Test sierologici sul posto di lavoro, i chiarimenti del Garante Privacy

PRUDENZA IL CORONAVIRUS E' IN AGGUATO - Il Garante Privacy chiarisce: il datore di lavoro può richiedere ai propri dipendenti di effettuare test sierologici solo se disposto dal medico competente

Test sierologici sul posto di lavoro, i chiarimenti del Garante Privacy

Con la ripresa delle attività nella Fase 2 si pone la questione della sicurezza sul posto di lavoro e della possibilità o meno per i datori di lavoro di effettuare test diagnostici sui propri dipendenti. Il datore di lavoro può effettuare direttamente test sierologici per il Covid-19 ai propri dipendenti?
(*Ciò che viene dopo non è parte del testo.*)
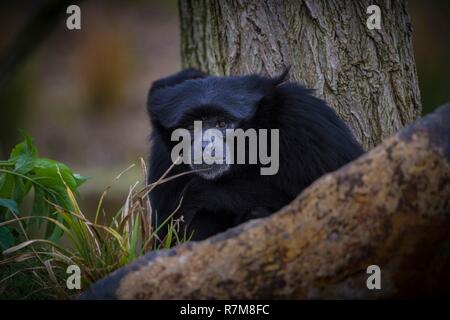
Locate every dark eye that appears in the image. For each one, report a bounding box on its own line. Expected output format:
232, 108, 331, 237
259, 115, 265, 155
216, 121, 227, 128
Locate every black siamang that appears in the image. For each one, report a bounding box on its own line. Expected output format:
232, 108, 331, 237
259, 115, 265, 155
147, 69, 363, 240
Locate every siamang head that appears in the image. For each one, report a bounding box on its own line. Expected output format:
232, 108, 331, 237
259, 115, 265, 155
147, 69, 288, 180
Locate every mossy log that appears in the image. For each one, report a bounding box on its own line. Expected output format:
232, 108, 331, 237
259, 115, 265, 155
81, 104, 450, 299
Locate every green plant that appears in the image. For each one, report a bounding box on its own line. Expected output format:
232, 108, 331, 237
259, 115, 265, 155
0, 132, 86, 250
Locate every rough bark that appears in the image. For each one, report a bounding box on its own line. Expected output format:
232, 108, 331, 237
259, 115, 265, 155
179, 0, 421, 149
82, 104, 450, 299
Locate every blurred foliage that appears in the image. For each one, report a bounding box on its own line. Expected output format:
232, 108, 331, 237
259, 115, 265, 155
0, 133, 86, 250
409, 0, 450, 114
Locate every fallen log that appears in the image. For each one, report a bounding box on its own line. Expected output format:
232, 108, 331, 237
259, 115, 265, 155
81, 104, 450, 299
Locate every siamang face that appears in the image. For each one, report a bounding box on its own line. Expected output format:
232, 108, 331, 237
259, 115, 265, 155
148, 74, 285, 180
178, 106, 239, 180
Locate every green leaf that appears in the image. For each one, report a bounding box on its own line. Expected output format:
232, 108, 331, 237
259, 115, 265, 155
34, 158, 77, 191
0, 173, 14, 198
29, 187, 50, 227
0, 199, 19, 215
9, 131, 37, 174
73, 173, 89, 187
0, 227, 15, 252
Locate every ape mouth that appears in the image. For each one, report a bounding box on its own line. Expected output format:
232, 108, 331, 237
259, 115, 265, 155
189, 163, 230, 180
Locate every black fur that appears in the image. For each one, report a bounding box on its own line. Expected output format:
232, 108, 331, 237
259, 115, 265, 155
148, 69, 363, 240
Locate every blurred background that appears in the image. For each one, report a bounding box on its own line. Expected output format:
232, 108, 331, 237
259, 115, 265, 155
0, 0, 450, 215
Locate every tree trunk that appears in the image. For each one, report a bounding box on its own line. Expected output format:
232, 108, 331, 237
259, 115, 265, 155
179, 0, 421, 149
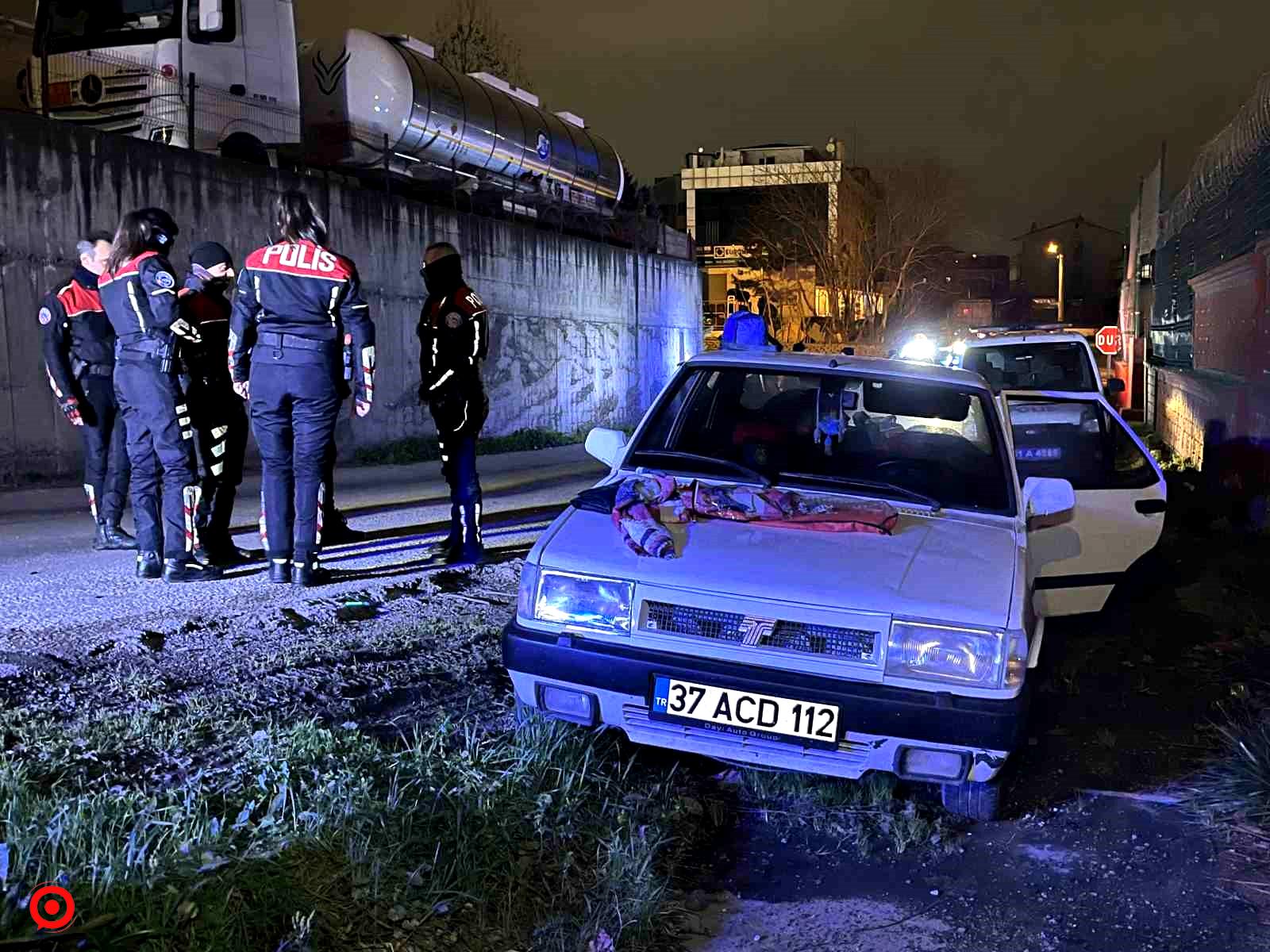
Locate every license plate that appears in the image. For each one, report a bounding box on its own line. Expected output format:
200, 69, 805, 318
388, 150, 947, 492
1014, 447, 1063, 462
649, 675, 840, 749
48, 83, 71, 108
Quali aspetti bisogna considerare nel promuovere screening sierologici nei confronti di lavoratori appartenenti a categorie a rischio come, ad esempio, gli operatori sanitari e le forze dell’ordine?  A queste domande risponde il Garante per la protezione dei dati personali, che integra sul sito le FAQ riguardanti il trattamento dei dati legati all’emergenza sanitaria.
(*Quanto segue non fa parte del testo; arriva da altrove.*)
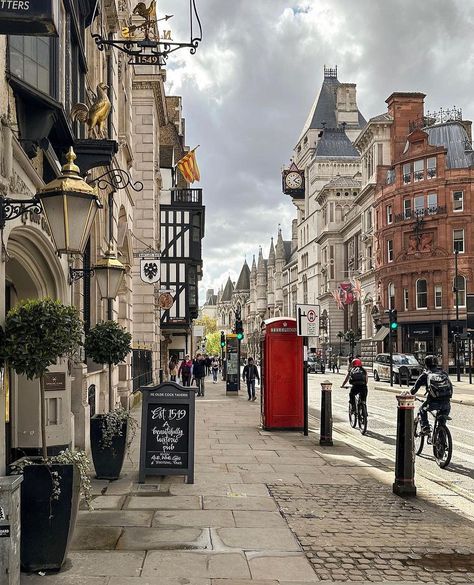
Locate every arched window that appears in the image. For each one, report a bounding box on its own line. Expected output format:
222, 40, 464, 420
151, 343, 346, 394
303, 274, 308, 304
416, 278, 428, 309
387, 282, 395, 309
453, 275, 466, 307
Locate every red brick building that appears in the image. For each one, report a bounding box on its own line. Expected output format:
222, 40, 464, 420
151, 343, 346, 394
375, 93, 474, 366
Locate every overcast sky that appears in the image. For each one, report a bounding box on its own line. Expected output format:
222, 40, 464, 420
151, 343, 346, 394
163, 0, 474, 303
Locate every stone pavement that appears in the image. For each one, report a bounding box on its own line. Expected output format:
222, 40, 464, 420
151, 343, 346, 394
22, 381, 474, 585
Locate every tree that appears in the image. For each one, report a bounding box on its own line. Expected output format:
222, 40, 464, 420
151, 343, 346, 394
194, 315, 217, 337
84, 321, 132, 411
4, 298, 82, 460
206, 331, 221, 355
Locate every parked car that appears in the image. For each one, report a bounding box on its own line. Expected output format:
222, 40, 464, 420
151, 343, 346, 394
373, 353, 423, 384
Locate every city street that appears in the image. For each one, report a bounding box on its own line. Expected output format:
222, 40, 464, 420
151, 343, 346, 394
309, 373, 474, 510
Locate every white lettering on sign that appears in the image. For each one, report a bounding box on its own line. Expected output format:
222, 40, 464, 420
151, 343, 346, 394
0, 0, 30, 10
151, 406, 186, 420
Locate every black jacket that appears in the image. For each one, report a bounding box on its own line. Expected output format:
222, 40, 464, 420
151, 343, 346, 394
242, 364, 260, 382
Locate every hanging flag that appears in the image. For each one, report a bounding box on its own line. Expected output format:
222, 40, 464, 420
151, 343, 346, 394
176, 146, 201, 183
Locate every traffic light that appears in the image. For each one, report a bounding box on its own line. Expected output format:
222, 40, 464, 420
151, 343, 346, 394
235, 319, 244, 341
388, 309, 398, 332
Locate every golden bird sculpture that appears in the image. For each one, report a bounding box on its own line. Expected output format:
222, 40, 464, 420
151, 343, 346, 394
71, 83, 112, 138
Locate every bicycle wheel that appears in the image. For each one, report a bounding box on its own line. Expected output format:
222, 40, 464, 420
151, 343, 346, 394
433, 425, 453, 469
414, 417, 425, 455
358, 401, 367, 435
349, 399, 357, 429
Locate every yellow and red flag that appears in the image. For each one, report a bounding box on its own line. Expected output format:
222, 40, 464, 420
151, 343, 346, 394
176, 146, 201, 183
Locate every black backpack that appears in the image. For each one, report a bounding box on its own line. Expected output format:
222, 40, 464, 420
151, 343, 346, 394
426, 370, 453, 400
349, 367, 366, 386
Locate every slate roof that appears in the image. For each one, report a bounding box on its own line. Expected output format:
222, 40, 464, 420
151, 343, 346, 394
315, 128, 360, 158
234, 261, 250, 291
423, 122, 474, 169
221, 276, 234, 302
298, 77, 366, 142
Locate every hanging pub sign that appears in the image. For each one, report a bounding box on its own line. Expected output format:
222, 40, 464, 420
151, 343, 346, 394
138, 382, 195, 483
0, 0, 59, 37
140, 255, 160, 284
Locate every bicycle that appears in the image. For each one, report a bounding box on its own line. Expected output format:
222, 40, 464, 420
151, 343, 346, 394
414, 397, 453, 469
341, 386, 368, 435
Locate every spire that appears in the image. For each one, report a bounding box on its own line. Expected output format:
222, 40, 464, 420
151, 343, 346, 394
268, 237, 275, 266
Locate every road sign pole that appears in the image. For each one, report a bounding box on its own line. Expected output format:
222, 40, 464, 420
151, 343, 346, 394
303, 337, 308, 437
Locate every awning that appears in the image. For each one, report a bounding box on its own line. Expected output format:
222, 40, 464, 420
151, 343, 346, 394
372, 325, 390, 341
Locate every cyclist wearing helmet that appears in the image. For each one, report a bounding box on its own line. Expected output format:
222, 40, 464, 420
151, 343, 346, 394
342, 358, 368, 409
410, 355, 453, 435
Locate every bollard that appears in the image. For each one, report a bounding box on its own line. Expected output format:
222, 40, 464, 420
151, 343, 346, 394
393, 394, 416, 496
319, 380, 333, 446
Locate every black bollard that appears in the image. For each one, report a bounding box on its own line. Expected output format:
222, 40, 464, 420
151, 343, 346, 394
393, 394, 416, 496
319, 380, 333, 446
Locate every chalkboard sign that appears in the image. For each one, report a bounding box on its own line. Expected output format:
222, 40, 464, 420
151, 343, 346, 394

In particolare il Garante spiega che, nell’ambito del sistema di prevenzione e sicurezza sui luoghi di lavoro o di protocolli di sicurezza anti-contagio, il datore di lavoro può richiedere ai propri dipendenti di effettuare test sierologici solo se disposto dal medico competente o da altro professionista sanitario in base alle norme relative all’emergenza epidemiologica.

Solo il medico del lavoro infatti, nell’ambito della sorveglianza sanitaria, può stabilire la necessità di particolari esami clinici e biologici. E sempre il medico competente può suggerire l’adozione di mezzi diagnostici, quando li ritenga utili al fine del contenimento della diffusione del virus, nel rispetto delle indicazioni fornite dalle autorità sanitarie, anche riguardo alla loro affidabilità e appropriatezza.
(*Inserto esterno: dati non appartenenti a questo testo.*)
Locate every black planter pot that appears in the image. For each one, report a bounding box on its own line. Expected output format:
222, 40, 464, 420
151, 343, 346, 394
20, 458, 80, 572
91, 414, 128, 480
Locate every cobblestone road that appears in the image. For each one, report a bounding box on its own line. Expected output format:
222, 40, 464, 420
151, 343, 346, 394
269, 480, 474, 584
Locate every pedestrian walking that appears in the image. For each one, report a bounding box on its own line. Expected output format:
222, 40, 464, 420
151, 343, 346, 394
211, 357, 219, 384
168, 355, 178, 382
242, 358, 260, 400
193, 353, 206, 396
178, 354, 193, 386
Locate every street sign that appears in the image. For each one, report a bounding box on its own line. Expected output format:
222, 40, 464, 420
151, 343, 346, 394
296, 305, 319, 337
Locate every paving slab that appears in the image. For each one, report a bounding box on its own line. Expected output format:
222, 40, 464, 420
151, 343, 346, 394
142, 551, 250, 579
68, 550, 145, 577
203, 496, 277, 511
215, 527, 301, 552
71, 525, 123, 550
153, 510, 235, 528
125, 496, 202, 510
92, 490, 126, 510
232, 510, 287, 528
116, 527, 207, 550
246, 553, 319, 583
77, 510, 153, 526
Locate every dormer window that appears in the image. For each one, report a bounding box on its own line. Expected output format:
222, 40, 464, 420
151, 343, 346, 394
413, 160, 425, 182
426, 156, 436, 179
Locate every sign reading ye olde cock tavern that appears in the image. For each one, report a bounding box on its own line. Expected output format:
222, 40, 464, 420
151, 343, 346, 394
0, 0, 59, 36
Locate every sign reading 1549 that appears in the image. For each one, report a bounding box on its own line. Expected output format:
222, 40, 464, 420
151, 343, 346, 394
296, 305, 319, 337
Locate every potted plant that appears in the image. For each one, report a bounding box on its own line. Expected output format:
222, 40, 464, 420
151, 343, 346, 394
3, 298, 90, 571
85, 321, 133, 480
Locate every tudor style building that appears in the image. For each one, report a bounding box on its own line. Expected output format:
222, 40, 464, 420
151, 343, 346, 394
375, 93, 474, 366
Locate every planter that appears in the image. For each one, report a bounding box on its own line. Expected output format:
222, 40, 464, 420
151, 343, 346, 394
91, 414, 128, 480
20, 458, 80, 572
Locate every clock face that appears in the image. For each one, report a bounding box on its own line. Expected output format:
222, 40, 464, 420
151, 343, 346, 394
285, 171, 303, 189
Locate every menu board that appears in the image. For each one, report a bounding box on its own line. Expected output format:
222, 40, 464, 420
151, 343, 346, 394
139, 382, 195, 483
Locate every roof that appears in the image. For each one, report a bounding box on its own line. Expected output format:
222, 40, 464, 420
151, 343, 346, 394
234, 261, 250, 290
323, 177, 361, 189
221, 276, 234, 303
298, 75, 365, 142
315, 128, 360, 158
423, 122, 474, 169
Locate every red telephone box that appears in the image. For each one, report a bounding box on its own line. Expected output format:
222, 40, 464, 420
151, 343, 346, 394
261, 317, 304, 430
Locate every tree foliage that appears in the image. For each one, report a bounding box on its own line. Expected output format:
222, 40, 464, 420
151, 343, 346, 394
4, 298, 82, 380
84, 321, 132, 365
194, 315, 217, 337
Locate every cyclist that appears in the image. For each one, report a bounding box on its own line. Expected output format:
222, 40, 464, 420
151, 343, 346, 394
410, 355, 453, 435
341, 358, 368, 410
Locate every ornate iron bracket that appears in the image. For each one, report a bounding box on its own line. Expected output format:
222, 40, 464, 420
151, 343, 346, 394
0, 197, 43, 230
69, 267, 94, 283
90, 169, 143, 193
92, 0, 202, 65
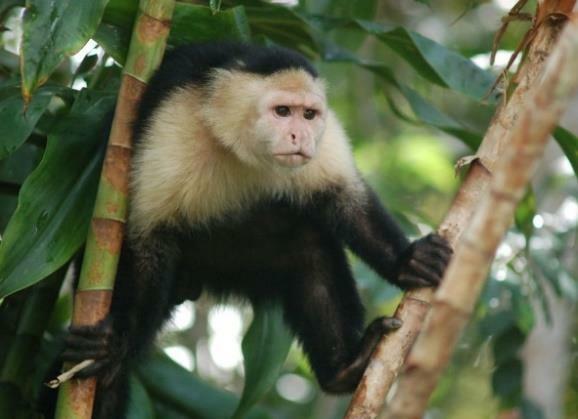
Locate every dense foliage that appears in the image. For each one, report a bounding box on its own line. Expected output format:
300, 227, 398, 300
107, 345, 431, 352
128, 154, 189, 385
0, 0, 578, 418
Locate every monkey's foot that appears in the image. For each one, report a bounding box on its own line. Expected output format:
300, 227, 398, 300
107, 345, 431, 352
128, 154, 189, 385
61, 317, 125, 383
321, 317, 402, 394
Il datore di lavoro non può trattare dati relativi a referti e diagnosi  Inoltre, l’Autorità precisa che le informazioni relative alla diagnosi o all’anamnesi familiare del lavoratore non possono essere trattate dal datore di lavoro (ad esempio, mediante la consultazione dei referti o degli esiti degli esami). Il datore di lavoro deve, invece, trattare i dati relativi al giudizio di idoneità del lavoratore alla mansione svolta e alle eventuali prescrizioni o limitazioni che il medico competente può stabilire.

Le visite e gli accertamenti, anche ai fini della valutazione della riammissione al lavoro del dipendente, devono essere posti in essere dal medico competente o da altro personale sanitario, e, comunque, nel rispetto delle disposizioni generali che vietano al datore di lavoro di effettuare direttamente esami diagnostici sui dipendenti.

Il Garante ha chiarito infine che la partecipazione agli screening sierologici promossi dai Dipartimenti di prevenzione regionali nei confronti di particolari categorie di lavoratori a rischio di contagio, come operatori sanitari e forze dell’ordine, può avvenire solo su base volontaria.

I risultati possono essere utilizzati dalla struttura sanitaria che ha effettuato il test per finalità di diagnosi e cura dell’interessato e per disporre le misure di contenimento epidemiologico previste dalla normativa d’urgenza in vigore (es. isolamento domiciliare).